Human Learning and Skill Improvement
Both involve iterative adjustments based on feedback to improve performance.
Recognizing that optimizers mimic how humans learn from mistakes deepens intuition about training dynamics.
Common Pitfalls
#1Using a fixed high learning rate causing training to diverge.
Wrong approach:optimizer = torch.optim.SGD(model.parameters(), lr=1.0) for epoch in range(10): optimizer.zero_grad() loss = compute_loss() loss.backward() optimizer.step()
Correct approach:optimizer = torch.optim.SGD(model.parameters(), lr=0.01) for epoch in range(10): optimizer.zero_grad() loss = compute_loss() loss.backward() optimizer.step()
Root cause:Misunderstanding that too large a learning rate causes unstable updates and prevents convergence.
#2Confusing SGD with full batch gradient descent and expecting slow updates.
Wrong approach:Using full dataset gradients every step: for epoch in range(10): optimizer.zero_grad() loss = compute_loss(full_dataset) loss.backward() optimizer.step()
Correct approach:Using mini-batches for SGD: for epoch in range(10): for batch in data_loader: optimizer.zero_grad() loss = compute_loss(batch) loss.backward() optimizer.step()
Root cause:Not realizing SGD uses mini-batches, which speeds up training and adds helpful noise.
#3Ignoring Adam's bias correction leading to poor early training.
Wrong approach:Implementing Adam without bias correction: # moving averages updated but no bias fix applied m = beta1 * m + (1 - beta1) * grad v = beta2 * v + (1 - beta2) * grad**2 param -= lr * m / (sqrt(v) + eps)
Correct approach:Implementing Adam with bias correction: m_hat = m / (1 - beta1**t) v_hat = v / (1 - beta2**t) param -= lr * m_hat / (sqrt(v_hat) + eps)

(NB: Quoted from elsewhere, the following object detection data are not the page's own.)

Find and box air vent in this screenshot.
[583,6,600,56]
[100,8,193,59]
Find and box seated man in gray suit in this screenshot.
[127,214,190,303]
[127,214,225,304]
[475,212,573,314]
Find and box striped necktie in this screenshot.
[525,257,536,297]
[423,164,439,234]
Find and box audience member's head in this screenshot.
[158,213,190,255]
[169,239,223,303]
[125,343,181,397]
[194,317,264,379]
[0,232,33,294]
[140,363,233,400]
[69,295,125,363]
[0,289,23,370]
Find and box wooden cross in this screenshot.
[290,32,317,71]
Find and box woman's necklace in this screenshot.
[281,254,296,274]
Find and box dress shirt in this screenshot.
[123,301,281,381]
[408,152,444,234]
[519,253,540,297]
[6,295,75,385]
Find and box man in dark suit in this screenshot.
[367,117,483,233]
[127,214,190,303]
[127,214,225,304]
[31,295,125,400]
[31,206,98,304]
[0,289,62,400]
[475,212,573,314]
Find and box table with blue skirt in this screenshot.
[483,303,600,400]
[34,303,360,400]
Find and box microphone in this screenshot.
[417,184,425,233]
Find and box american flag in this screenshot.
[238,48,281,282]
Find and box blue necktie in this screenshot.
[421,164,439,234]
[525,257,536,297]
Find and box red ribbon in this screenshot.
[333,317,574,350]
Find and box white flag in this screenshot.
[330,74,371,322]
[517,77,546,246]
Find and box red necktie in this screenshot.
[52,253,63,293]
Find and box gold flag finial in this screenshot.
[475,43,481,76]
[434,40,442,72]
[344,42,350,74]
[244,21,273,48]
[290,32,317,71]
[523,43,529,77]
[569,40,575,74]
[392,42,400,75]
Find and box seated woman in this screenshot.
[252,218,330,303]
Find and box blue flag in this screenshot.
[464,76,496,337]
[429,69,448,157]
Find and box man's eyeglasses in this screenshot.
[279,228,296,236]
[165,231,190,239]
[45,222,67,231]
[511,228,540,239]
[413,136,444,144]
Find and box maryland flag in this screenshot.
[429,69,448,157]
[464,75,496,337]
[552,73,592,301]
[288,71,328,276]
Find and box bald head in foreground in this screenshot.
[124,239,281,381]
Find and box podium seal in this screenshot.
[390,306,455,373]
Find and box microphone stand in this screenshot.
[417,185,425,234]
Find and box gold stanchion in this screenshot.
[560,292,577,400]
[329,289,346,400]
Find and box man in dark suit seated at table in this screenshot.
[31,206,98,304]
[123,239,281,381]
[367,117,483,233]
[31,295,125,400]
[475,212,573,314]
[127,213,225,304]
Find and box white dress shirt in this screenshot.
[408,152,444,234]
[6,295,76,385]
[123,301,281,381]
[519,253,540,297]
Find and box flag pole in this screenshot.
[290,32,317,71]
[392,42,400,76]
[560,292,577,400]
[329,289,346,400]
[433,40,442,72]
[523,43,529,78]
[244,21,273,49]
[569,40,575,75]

Root cause:Overlooking the need to correct initial bias in moving averages causes inaccurate updates early on.
Key Takeaways
Optimizers guide machine learning models to improve by adjusting parameters to reduce errors step-by-step.

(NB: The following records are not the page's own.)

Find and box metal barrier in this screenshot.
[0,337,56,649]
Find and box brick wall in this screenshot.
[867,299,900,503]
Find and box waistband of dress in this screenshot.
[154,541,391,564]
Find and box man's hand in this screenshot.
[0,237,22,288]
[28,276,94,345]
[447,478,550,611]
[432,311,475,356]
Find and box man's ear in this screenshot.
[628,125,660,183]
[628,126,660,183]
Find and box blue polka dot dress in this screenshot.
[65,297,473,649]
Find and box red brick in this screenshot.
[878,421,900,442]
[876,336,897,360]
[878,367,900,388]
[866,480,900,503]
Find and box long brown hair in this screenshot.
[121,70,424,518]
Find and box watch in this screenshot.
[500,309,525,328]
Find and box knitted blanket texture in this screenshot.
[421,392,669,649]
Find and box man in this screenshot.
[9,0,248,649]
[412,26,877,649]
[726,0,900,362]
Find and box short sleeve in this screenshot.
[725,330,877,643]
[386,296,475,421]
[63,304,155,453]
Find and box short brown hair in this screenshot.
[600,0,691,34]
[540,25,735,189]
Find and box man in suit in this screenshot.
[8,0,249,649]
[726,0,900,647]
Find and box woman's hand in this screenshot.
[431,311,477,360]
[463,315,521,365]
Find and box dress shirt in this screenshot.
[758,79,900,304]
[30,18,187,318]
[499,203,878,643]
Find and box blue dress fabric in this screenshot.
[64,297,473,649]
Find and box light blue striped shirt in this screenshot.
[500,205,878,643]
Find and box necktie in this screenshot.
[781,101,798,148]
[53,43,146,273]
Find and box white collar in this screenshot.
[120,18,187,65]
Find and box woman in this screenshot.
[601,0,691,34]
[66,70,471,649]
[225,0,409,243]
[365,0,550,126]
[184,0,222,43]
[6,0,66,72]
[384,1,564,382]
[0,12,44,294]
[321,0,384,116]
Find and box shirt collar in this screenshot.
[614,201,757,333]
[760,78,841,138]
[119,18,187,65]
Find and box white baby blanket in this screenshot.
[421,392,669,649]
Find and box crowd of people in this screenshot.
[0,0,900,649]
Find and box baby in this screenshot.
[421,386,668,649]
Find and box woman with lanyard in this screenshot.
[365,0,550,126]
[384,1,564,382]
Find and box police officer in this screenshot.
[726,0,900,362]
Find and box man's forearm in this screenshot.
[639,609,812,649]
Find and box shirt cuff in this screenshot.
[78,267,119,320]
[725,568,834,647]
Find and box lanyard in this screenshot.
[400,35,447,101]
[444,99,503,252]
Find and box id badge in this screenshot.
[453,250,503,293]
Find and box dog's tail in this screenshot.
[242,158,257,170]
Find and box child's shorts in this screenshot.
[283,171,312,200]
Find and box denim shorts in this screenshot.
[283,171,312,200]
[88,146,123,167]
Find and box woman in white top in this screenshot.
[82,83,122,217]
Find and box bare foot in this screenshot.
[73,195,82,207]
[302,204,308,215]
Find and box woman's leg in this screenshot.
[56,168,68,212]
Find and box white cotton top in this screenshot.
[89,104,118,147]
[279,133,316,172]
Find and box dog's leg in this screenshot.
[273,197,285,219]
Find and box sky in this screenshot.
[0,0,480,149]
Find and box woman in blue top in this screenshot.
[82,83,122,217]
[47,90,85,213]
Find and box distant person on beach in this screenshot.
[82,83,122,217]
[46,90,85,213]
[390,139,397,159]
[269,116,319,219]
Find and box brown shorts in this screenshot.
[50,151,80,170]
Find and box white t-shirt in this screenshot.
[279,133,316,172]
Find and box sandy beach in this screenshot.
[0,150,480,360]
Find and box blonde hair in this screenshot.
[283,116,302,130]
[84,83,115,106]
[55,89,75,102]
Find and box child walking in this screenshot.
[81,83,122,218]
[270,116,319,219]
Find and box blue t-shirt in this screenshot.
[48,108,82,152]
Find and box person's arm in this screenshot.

SGD updates parameters using gradients from small random batches, making training faster and introducing helpful noise.
Adam improves on SGD by adapting learning rates per parameter using past gradient information and bias correction.
Choosing the right optimizer and tuning learning rates critically affects training speed and final model quality.
Understanding optimizer mechanics and limitations enables better training strategies and improved model performance.